Seminar by Bryan Shepherd, Vanderbilt University
207 Church St SE
Minneapolis, MN 55455
Detection limits (DLs), where a variable cannot be measured outside of a certain range, are common in research. DLs may vary across study sites or over time. Most approaches to handle DLs in response variables implicitly make strong parametric assumptions on the distribution of data outside DLs. We propose a new approach to deal with multiple DLs based on a widely used ordinal regression model, the cumulative probability model (CPM). The CPM is a rank-based, semiparametric linear transformation model that can handle mixed distributions of continuous and discrete outcome variables. These features are key for analyzing data with DLs because while observations inside DLs are continuous, those outside DLs are censored and generally put into discrete categories. With a single lower DL, CPMs assign values below the DL as having the lowest rank. With multiple DLs, the CPM likelihood can be modified to appropriately distribute probability mass. We demonstrate the use of CPMs with DLs via simulations and a data example. This work is motivated by a study investigating factors associated with HIV viral load 6 months after starting antiretroviral therapy in Latin America; 56\% of observations are below lower DLs that vary across study sites and over time.

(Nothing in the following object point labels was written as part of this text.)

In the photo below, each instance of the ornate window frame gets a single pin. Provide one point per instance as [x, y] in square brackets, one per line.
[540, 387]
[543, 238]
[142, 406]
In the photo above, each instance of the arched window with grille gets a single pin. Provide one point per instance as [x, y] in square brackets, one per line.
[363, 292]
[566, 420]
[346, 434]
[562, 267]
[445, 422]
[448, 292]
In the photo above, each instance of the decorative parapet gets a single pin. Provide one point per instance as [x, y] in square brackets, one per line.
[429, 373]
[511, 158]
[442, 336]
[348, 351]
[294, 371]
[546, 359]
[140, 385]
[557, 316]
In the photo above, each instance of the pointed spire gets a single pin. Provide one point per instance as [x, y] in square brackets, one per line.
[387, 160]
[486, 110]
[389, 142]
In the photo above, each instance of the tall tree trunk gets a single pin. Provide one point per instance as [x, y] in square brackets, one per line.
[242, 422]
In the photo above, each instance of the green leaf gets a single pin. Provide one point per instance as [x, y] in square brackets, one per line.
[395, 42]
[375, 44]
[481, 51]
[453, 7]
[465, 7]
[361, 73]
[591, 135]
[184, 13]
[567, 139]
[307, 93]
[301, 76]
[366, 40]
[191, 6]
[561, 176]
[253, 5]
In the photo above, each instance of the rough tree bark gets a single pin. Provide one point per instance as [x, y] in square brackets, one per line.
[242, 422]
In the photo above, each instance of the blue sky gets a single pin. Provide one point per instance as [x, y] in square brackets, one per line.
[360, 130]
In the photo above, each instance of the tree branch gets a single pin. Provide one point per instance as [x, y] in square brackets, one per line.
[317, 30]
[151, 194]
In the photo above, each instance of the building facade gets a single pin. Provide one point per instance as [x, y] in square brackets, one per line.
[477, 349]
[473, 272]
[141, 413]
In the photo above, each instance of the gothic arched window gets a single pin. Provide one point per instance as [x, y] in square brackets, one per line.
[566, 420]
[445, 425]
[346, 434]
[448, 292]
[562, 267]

Bryan Shepherd is a professor of biostatistics at Vanderbilt University. He received his PhD in Biostatistics in 2005 from the University of Washington. His primary research interests can be broadly summarized as developing and applying novel statistical methods to studies of HIV/AIDS and other diseases of global health importance. His statistical methods research has been motivated by problems encountered in collaborative work, with a particular emphasis on causal inference, methods for analyzing messy observational data, and ordinal/rank-based analyses. Dr. Shepherd is currently the principal investigator of three grants from the National Institutes of Health: one related to ordinal data analysis, another related to correcting measurement error with electronic health record data, and another related to training biostatisticians in Nigeria. He is a fellow of the American Statistical Association.